Hola! Olá! Hello!




I think our job is to make the Anthropocene as short/thin as possible and to cultivate with each other in every way imaginable, epochs to come that can replenish refuge. Donna Haraway (2015, 160)



 I'm Ariela Parisi, a researcher, and educator from Rosario, Argentina, currently pursuing a Ph.D. at Rutgers University. My dissertation, "Paths of Memory in Latin American Speculative Fiction" explores the intersection of memory studies and speculative fiction in Latin America. I hold an M.A. in Spanish from Ohio University and post-graduate certificates in Cinema Studies, World Languages Teaching, and Afro-Latin American Studies from Rutgers University and Harvard University's Hutchins Center.

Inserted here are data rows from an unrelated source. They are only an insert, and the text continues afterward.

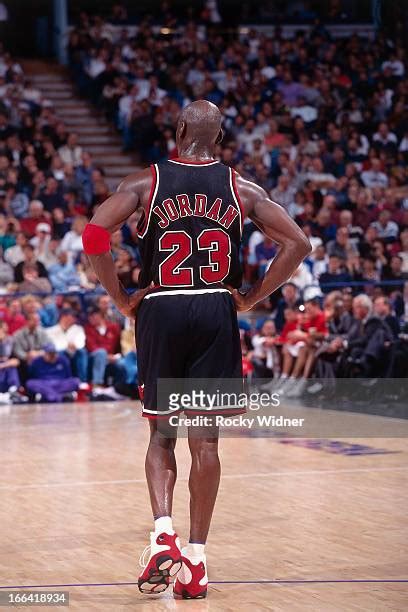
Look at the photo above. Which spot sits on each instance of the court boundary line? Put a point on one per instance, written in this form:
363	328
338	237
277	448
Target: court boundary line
92	483
276	581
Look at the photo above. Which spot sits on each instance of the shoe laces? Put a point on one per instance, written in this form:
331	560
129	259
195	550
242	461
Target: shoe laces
144	557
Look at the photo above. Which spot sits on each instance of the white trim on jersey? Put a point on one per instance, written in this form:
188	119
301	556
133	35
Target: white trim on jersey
185	292
235	200
151	202
200	165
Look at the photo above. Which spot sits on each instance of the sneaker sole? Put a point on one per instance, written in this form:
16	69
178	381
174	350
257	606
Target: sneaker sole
159	579
185	595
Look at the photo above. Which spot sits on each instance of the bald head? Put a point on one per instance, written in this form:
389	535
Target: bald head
199	128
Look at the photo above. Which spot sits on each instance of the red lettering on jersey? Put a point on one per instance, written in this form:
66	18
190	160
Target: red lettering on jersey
214	211
164	222
171	209
200	205
228	217
184	205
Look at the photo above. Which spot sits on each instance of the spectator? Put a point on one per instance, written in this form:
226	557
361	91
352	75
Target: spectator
15	254
342	245
383	309
69	338
72	241
103	345
35	216
299	356
264	356
366	345
128	350
290	299
29	260
29	341
9	379
63	275
71	152
50	378
13	316
374	177
386	229
335	274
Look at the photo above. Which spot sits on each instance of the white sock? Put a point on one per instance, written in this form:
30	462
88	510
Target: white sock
164	524
194	551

My areas of study are human rights, cinema studies, and speculative fiction in Latin America. I teach various courses, from Spanish as a second language to content classes such as Introduction to Hispanic Literature and Modernity and Identity in Hispanic America.

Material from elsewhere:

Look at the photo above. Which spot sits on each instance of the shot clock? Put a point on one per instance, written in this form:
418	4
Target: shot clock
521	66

My dissertation contends that speculation functions as a form of memory, as demonstrated in Latin American speculative texts that draw inspiration from the past to imagine possible futures. Specifically, my research delves into Afrofuturistic works from Brazil, ghost stories about dictatorships in the southern cone, and dystopian narratives that grapple with neoliberal-ecological disasters. As a writer and photographer, I incorporate visual culture from Latin America into my lessons and employ creative writing practices.